July 22nd, 2018 by AHB
Many buyers chose to move to out-lying areas in cities like Gilbert, Chandler, Queen Creek, and Mesa in the East Valley. In the West Valley, buyers moved towards areas like Anthem, Surprise, Cave Creek, and some further out areas of Scottsdale. As the foreclosure notices started going up on doors and in the mail, prices dropped, real estate sales all but stopped, and credit cards started carrying the brunt of what the paycheck no longer paid for, many said that these areas would be the most heavily hit.
And for the most part they were right. But the economy didn’t stabilize (even for agents) as hoped, mortgage rates were already too low, and many mortgage loans were wrapped into tricky packages like Option ARMs and other types of non-standard formats, some that enticed buyers solely on discounts. As these events took their toll, it was only a matter of time before the foreclosure creep started moving inland affecting larger metro areas of Phoenix, Tempe, and other long established markets.
Foreclosures across metro Phoenix number 16,647 for the first half of the year compared with 9,966 during all of 2007 and 1,070 in 2006.
Last summer, when foreclosures were just starting to climb, the highest rates of home defaults were found on the Valley’s more affordable fringes. The problem worsened, hitting a wider swath of homeowners who bought at the peak of the housing boom through subprime loans. Although some of the Valley’s fringe areas such as Surprise, Anthem and Buckeye continue to have high foreclosure rates, the problem has moved inward.
“It has become more of an equity problem than a subprime problem,” said Tom Ruff, a real-estate analyst with Information Market.
An equity problem is exactly what this is too. Many new home builders immediately started undercutting recent buyers by adding large incentive deals to buy new rather than slightly used. Added to price cuts, there was no way for a new home buyer to sell their home without already having put in 20% or more down as a down payment or taking a loss on the house.
Many of the homes going into foreclosure were bought or refinanced during the peak of the housing boom in 2006, according to property records. Home prices are down almost 30 percent from that time, so many people struggling now owe much more than their home is worth. The median resale price today is $210,000.
Notice of trustee sales, or pre-foreclosures, also continue to climb. There were 35,111 pre-foreclosures filed in Maricopa County through July. That compares with 30,166 for all of 2007. When pre-foreclosures stop climbing, foreclosures could peak a few months later, Ruff said.

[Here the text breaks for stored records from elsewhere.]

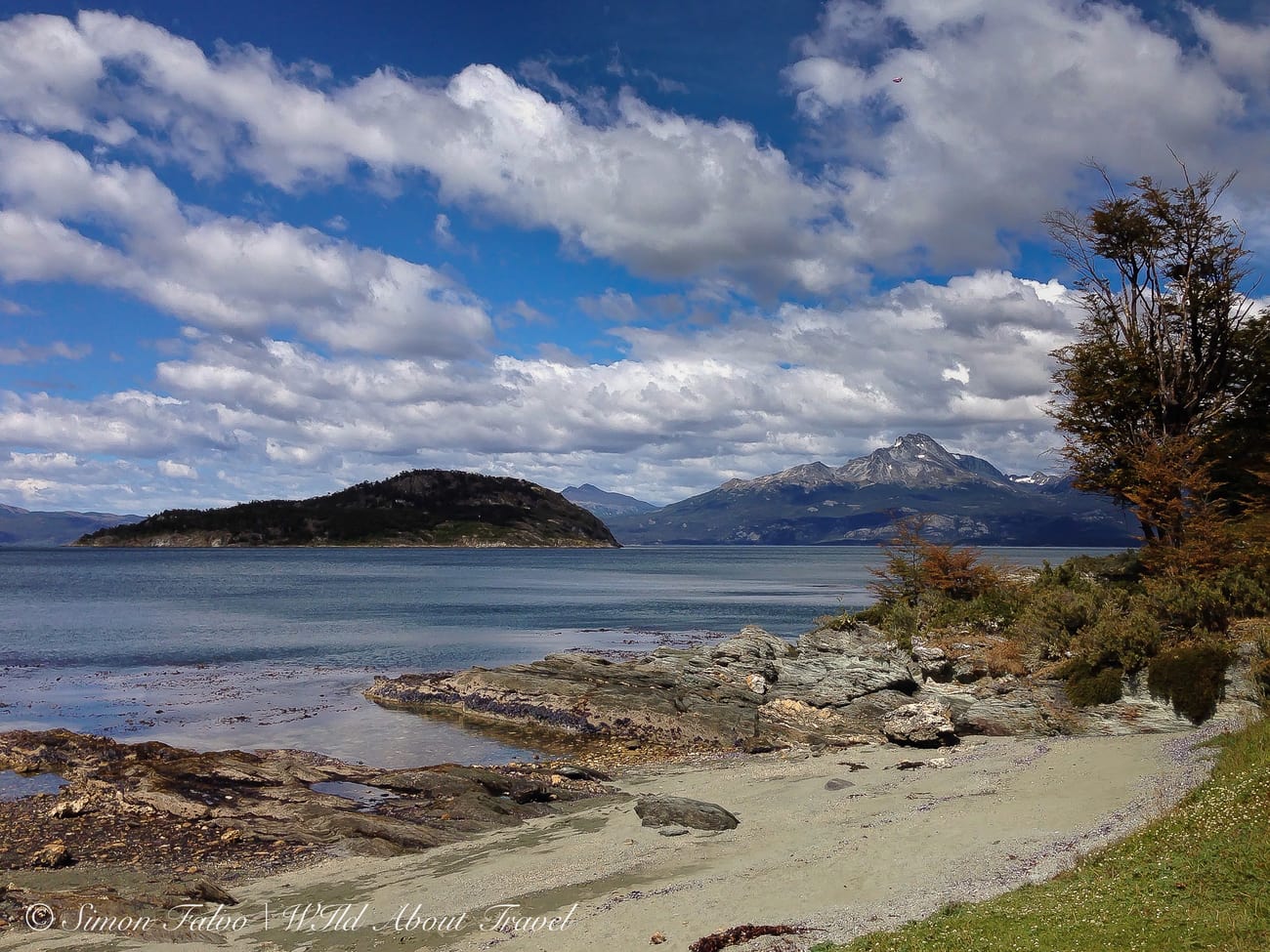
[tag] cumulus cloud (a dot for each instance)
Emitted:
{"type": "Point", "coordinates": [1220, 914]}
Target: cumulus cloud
{"type": "Point", "coordinates": [178, 471]}
{"type": "Point", "coordinates": [309, 360]}
{"type": "Point", "coordinates": [694, 407]}
{"type": "Point", "coordinates": [1001, 104]}
{"type": "Point", "coordinates": [664, 194]}
{"type": "Point", "coordinates": [214, 270]}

Other parts of the country have already hit their foreclosure peak.The troubling trend of homeowners walking away from homes they are upside down on also persists and is pushing up foreclosure figures in the Valley, according to real-estate agents and housing counselors. These are homeowners who may be able to make payments but don’t want to continue to pay a mortgage for $50,000 to $100,000 more than their house is worth now.
As long as foreclosures continue to rise, home prices are likely to fall.

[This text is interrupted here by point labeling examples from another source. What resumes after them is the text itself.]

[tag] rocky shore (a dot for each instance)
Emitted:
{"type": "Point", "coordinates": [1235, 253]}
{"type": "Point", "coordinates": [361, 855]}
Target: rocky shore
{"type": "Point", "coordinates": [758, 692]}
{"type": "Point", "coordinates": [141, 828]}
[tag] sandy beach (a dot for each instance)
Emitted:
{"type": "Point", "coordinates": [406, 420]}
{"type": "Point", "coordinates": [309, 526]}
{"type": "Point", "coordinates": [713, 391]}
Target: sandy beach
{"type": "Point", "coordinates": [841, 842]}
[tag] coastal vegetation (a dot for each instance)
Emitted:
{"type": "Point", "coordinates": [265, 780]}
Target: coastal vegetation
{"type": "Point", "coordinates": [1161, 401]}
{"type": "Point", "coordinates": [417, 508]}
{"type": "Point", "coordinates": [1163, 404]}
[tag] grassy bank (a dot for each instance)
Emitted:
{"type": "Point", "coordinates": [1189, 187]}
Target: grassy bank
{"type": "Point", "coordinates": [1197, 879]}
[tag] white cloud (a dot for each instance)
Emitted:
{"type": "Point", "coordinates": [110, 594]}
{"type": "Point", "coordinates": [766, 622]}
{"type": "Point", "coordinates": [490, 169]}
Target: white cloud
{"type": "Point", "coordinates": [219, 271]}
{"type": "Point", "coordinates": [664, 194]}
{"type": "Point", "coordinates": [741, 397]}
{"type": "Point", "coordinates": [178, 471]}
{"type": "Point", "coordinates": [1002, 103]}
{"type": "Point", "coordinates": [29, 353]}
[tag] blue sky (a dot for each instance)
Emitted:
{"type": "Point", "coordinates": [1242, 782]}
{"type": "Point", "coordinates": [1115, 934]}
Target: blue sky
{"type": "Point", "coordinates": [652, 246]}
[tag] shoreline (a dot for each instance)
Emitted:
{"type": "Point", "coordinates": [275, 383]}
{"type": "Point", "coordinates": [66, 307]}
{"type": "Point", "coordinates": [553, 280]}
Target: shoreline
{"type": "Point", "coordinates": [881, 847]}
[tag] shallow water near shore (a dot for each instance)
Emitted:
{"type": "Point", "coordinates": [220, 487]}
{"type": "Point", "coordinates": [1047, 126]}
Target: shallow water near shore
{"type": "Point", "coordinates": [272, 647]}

Indeed, home prices are starting to fall. But there are some very important things to remember about buying a home in this new market. Many homes were picked up off the foreclosure block, in an auction, or on the other side of a short sale. Many of these homes have sat dormant for months if not years, and may have problems that don’t appear obvious on first glance. One more reason a home inspection pays for itself in today’s market. Buyers would be wise to make sure they have something to cover their rears when something breaks. It’s no secret the banks won’t be there. They’re having their own problems.